Con tal propósito formula un cargo, por la causal primera de casación laboral, que no fue replicado y que pasa a ser examinado por la Corte. VI. CARGO ÚNICO Acusa la sentencia recurrida de violar por la vía directa, en la modalidad de interpretación errónea, «(…) los artículos 36 de la Ley 100 de 1993; que condujo a la inaplicación de los artículos 12, 13 y 20 del Acuerdo 049 de 1990 aprobado por el Decreto 758 de 1990, parágrafo 4º el artículo 1º del Acto Legislativo nº 1 de 2005, en armonía con los artículos 50, 141 y 142 de la Ley 100 de 1993, y a la vulneración de los artículos 48 y 53 de la Constitución Política».

En desarrollo de su acusación, el censor manifiesta que no es objeto de discusión y, por el contrario, se dio por demostrado por el ad quem que la demandante a 1 de abril de 1994 tenía más de 35 años de edad, lo que le permitía ser beneficiaria del régimen de transición del artículo 36 de la Ley 100 de 1993, que a su vez le protegía como régimen anterior el Acuerdo 049 de 1990 aprobado por el Decreto 758 de 1990.

Aduce que, pese a que el Tribunal aceptó que le asistía la precitada prerrogativa, a efectos de no dar aplicación a la misma, «(…) creó una tercera exigencia, no prevista por el legislador, en el sentido de requerir, además, la afiliación al sistema pensional con anterioridad a la vigencia del nuevo régimen general de pensiones»; y desconoció que los afiliados que cumplen los requisitos de edad y tiempo de servicios, se encuentran cobijados por el régimen de transición del artículo 36 de la Ley 100 de 1993, como si fuese un beneficio adquirido.

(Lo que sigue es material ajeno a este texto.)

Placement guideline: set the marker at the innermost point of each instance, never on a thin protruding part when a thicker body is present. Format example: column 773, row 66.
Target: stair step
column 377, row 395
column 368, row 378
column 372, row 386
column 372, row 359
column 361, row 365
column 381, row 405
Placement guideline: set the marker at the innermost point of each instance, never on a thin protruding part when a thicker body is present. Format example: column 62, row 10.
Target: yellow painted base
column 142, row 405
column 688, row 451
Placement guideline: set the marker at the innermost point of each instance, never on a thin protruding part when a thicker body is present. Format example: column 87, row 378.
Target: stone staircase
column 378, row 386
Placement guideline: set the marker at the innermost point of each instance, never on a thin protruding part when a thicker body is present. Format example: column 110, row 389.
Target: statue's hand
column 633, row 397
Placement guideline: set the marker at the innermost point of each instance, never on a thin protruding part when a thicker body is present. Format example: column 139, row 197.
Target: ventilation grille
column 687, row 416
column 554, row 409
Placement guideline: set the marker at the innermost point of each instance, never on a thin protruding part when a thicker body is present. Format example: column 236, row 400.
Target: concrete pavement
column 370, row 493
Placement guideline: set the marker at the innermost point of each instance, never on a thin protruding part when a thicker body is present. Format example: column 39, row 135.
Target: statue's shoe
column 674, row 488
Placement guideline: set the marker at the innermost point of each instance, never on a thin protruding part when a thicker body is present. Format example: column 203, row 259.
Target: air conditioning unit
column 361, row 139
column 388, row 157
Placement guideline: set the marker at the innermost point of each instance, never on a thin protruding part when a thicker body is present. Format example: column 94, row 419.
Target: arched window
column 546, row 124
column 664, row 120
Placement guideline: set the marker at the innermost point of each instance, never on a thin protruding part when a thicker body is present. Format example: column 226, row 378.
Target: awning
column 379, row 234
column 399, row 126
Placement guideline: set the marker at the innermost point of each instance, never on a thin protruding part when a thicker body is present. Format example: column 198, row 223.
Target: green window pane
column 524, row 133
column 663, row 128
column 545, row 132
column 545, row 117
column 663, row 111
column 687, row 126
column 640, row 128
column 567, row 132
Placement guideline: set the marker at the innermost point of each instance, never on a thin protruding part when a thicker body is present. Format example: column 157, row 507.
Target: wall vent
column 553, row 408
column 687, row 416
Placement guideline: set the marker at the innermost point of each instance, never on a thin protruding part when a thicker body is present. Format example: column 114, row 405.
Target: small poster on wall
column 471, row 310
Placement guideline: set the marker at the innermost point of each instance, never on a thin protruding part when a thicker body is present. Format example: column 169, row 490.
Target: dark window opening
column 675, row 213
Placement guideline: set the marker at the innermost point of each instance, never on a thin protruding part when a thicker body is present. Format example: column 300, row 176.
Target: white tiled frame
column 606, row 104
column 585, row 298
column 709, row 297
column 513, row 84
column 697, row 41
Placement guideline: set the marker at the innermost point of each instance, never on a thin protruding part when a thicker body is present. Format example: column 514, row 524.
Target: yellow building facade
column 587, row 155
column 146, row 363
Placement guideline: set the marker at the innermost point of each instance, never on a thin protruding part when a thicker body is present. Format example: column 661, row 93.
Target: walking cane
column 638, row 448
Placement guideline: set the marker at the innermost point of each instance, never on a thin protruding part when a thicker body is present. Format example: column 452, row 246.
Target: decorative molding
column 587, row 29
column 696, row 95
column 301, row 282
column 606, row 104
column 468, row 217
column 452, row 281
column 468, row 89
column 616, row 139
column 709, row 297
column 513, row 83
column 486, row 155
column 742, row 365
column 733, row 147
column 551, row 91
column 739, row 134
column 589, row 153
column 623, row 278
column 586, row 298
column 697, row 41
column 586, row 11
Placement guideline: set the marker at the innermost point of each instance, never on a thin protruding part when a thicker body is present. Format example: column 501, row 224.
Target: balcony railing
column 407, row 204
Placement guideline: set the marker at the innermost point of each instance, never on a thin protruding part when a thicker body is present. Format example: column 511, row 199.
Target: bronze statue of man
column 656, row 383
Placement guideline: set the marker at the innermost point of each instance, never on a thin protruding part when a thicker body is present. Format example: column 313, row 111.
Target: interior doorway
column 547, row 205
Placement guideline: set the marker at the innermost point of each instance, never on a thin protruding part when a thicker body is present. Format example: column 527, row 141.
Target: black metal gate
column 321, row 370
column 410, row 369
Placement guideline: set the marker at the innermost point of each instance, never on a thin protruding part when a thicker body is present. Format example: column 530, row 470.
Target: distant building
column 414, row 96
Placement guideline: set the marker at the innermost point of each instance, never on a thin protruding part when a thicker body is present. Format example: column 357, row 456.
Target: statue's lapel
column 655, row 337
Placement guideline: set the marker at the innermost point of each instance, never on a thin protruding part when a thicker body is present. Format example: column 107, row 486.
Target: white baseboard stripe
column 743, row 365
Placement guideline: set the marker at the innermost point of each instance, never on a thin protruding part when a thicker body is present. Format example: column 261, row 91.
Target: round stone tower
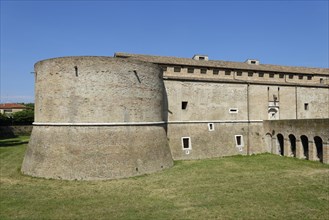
column 97, row 118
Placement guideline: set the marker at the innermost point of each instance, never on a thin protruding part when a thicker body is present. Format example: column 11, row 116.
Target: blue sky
column 275, row 32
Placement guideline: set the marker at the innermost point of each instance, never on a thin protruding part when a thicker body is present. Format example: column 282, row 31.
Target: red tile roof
column 12, row 106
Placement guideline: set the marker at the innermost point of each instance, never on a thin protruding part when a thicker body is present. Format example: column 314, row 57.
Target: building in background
column 127, row 115
column 10, row 108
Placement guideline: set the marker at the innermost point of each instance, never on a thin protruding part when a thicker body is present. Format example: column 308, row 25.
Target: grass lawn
column 240, row 187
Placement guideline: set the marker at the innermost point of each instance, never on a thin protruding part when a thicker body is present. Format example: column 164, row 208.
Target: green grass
column 240, row 187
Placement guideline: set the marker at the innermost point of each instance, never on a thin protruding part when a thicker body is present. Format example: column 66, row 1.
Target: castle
column 128, row 115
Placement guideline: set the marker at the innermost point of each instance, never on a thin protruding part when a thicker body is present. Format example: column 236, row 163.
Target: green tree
column 5, row 120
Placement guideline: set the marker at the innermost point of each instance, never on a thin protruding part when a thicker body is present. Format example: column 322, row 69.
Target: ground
column 246, row 187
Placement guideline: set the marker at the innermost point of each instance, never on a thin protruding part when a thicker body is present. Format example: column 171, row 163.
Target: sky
column 293, row 33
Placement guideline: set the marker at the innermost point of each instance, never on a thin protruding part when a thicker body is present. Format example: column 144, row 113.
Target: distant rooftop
column 223, row 64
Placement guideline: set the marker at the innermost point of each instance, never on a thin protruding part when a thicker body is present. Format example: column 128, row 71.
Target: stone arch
column 292, row 140
column 280, row 144
column 319, row 147
column 268, row 142
column 304, row 140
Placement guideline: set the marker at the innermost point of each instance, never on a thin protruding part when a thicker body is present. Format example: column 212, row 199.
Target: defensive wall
column 303, row 138
column 122, row 116
column 97, row 118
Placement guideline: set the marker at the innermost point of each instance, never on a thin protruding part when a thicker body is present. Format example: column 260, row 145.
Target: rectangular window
column 305, row 106
column 227, row 72
column 233, row 110
column 184, row 105
column 215, row 71
column 177, row 69
column 211, row 126
column 239, row 141
column 186, row 143
column 190, row 70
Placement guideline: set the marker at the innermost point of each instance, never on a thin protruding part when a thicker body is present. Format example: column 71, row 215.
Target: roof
column 12, row 106
column 223, row 64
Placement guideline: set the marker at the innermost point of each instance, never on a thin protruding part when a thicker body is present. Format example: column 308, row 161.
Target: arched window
column 292, row 140
column 319, row 147
column 304, row 140
column 280, row 142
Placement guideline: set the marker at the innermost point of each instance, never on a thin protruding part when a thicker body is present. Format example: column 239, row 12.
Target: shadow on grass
column 12, row 143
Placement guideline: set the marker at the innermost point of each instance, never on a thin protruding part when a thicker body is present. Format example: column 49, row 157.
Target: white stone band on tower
column 97, row 118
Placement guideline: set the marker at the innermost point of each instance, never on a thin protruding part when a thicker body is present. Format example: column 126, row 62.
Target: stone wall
column 13, row 131
column 97, row 118
column 295, row 137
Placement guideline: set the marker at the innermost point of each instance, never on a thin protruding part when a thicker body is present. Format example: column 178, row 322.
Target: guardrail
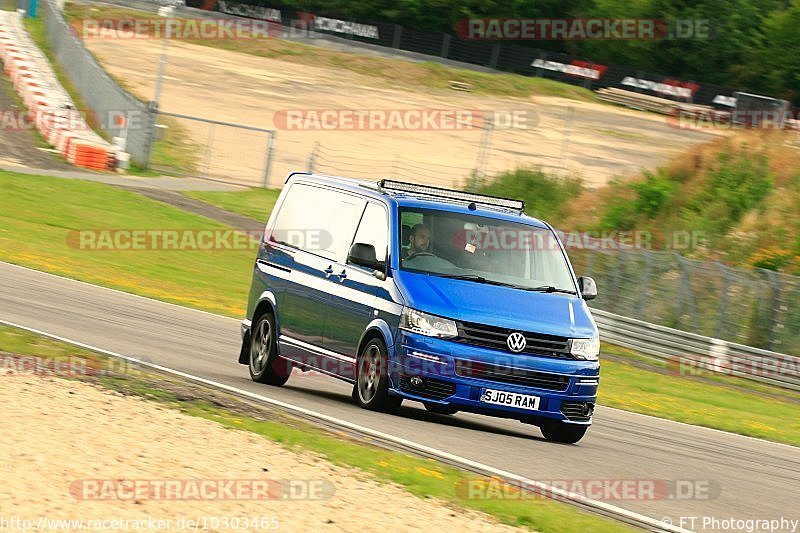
column 691, row 354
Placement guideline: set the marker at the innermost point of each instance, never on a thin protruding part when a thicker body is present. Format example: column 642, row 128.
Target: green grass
column 424, row 478
column 37, row 214
column 381, row 71
column 254, row 203
column 720, row 402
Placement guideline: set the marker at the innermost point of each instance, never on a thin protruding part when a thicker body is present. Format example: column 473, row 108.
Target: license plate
column 510, row 399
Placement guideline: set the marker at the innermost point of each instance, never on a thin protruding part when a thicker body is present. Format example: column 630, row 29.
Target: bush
column 545, row 196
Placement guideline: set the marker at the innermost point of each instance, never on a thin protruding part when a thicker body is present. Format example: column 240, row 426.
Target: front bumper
column 446, row 372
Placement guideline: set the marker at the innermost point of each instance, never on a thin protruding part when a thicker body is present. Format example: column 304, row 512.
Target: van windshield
column 483, row 250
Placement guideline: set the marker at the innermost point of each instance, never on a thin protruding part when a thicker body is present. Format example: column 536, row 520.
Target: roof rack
column 439, row 192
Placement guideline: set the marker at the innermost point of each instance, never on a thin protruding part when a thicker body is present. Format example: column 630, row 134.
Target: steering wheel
column 423, row 253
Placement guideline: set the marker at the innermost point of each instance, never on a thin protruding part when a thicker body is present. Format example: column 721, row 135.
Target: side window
column 318, row 220
column 345, row 210
column 374, row 230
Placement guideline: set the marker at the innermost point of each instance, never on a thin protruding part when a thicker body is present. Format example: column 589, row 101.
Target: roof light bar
column 429, row 190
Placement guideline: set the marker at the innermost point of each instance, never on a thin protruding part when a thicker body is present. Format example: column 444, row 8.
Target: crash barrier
column 49, row 106
column 690, row 354
column 119, row 115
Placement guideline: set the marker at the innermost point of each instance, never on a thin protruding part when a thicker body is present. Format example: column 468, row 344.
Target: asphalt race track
column 758, row 479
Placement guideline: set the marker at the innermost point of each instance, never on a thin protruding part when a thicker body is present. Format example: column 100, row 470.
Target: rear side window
column 318, row 220
column 374, row 230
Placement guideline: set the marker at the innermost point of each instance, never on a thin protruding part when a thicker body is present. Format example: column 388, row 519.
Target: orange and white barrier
column 50, row 108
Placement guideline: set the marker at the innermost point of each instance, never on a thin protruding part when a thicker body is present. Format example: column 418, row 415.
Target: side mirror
column 364, row 255
column 588, row 287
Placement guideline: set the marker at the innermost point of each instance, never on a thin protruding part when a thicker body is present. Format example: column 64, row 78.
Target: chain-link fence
column 756, row 307
column 118, row 113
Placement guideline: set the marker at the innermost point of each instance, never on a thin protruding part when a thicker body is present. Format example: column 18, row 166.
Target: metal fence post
column 483, row 152
column 268, row 162
column 495, row 56
column 445, row 45
column 645, row 287
column 773, row 308
column 723, row 302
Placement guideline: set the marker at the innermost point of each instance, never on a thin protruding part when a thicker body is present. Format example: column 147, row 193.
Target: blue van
column 456, row 300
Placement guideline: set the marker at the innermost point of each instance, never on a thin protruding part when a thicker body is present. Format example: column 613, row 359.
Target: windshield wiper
column 550, row 288
column 479, row 279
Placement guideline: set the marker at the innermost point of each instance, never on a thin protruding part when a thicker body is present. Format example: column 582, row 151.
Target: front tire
column 563, row 433
column 371, row 389
column 264, row 364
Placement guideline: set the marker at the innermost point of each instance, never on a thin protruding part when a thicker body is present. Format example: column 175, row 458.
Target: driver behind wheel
column 419, row 240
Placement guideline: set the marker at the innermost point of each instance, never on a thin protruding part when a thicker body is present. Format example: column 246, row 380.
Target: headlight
column 588, row 349
column 425, row 324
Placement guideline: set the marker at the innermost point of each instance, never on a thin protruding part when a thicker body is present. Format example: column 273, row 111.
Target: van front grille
column 496, row 337
column 427, row 388
column 511, row 375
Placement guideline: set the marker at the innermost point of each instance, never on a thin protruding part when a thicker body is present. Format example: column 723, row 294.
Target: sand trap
column 564, row 136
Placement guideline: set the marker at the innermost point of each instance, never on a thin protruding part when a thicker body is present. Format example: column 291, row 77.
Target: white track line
column 454, row 459
column 184, row 308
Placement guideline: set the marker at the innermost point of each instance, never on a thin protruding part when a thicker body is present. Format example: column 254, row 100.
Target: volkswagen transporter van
column 456, row 300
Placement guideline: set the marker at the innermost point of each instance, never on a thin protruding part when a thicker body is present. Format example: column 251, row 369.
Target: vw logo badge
column 516, row 342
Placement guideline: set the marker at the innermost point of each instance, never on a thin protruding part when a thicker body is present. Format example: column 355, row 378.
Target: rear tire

Anota que a la luz de la Constitución Política resulta inadmisible que dentro del Sistema de Seguridad Social se establezcan condiciones menos favorables a las que venían rigiendo a ciertos afiliados; que si bien el Acto Legislativo nº1 de 2005 estatuyó una restricción para dicho beneficio de transición, la misma se estableció para: «(…) quienes cumplieran requisitos para pensión después del 31 de julio de 2010, y no hubiesen acreditado más de 750 semanas al 29 de julio de 2005, en consecuencia conforme a esa disposición de rango constitucional, es el único condicionamiento que permite restringir el beneficio establecido en el artículo 36 de la Ley 100 de 1993, gracias a que, por ser una norma de jerarquía suprema, pudo entrar a limitar dicha prerrogativa, pero reitero, no puede el operador judicial entrar a condicionar el acceso a una (sic) derecho legal y constitucional sin que el mismo generador de la ley o poder constituyente lo haya dispuesto de manera expresa. » Agrega que de no haberse implementado la Ley 100 de 1993, hubiera conservado la posibilidad de continuar cotizando hasta el 2011 y acceder a la pensión de vejez conforme el Acuerdo 049 de 1990; que con la entrada del Sistema General de Pensiones se generó un cambio drástico en el tema pensional, que para muchos generó consecuencias negativas; que ante tal panorama, se estableció el régimen de transición, que buscaba proteger a personas que como ella, resultaban afectadas con el tránsito legislativo, a fin de mantener viva la posibilidad de acceder a la pensión conforme los regímenes anteriores, en su caso, con el Acuerdo 049 de 1990; que el Tribunal, so pretexto de aludir una expectativa pensional, no podía desconocer que ella era parte del grupo poblacional protegido y que le asistían condiciones más favorables para obtener su derecho pensional; que impedírsele conservar el régimen de transición coarta sus garantías amparadas por la misma Constitución y los convenios internacionales suscritos por Colombia.

En esa misma línea, adiciona que la restricción al régimen de transición comporta una regresión en la protección de los derechos sociales y vulnera el principio de progresividad establecido en los tratados internacionales suscritos por Colombia, en especial, en el Pacto Interamericano de Derechos Económicos, Sociales y Culturales, y en la Convención Americana de Derechos Humanos –Pacto San José-; y que el Sistema de Seguridad Social se caracteriza por ser universal e irrenunciable, es decir, por otorgar garantía de protección a todas las personas sin discriminación alguna y en todas las etapas de su vida.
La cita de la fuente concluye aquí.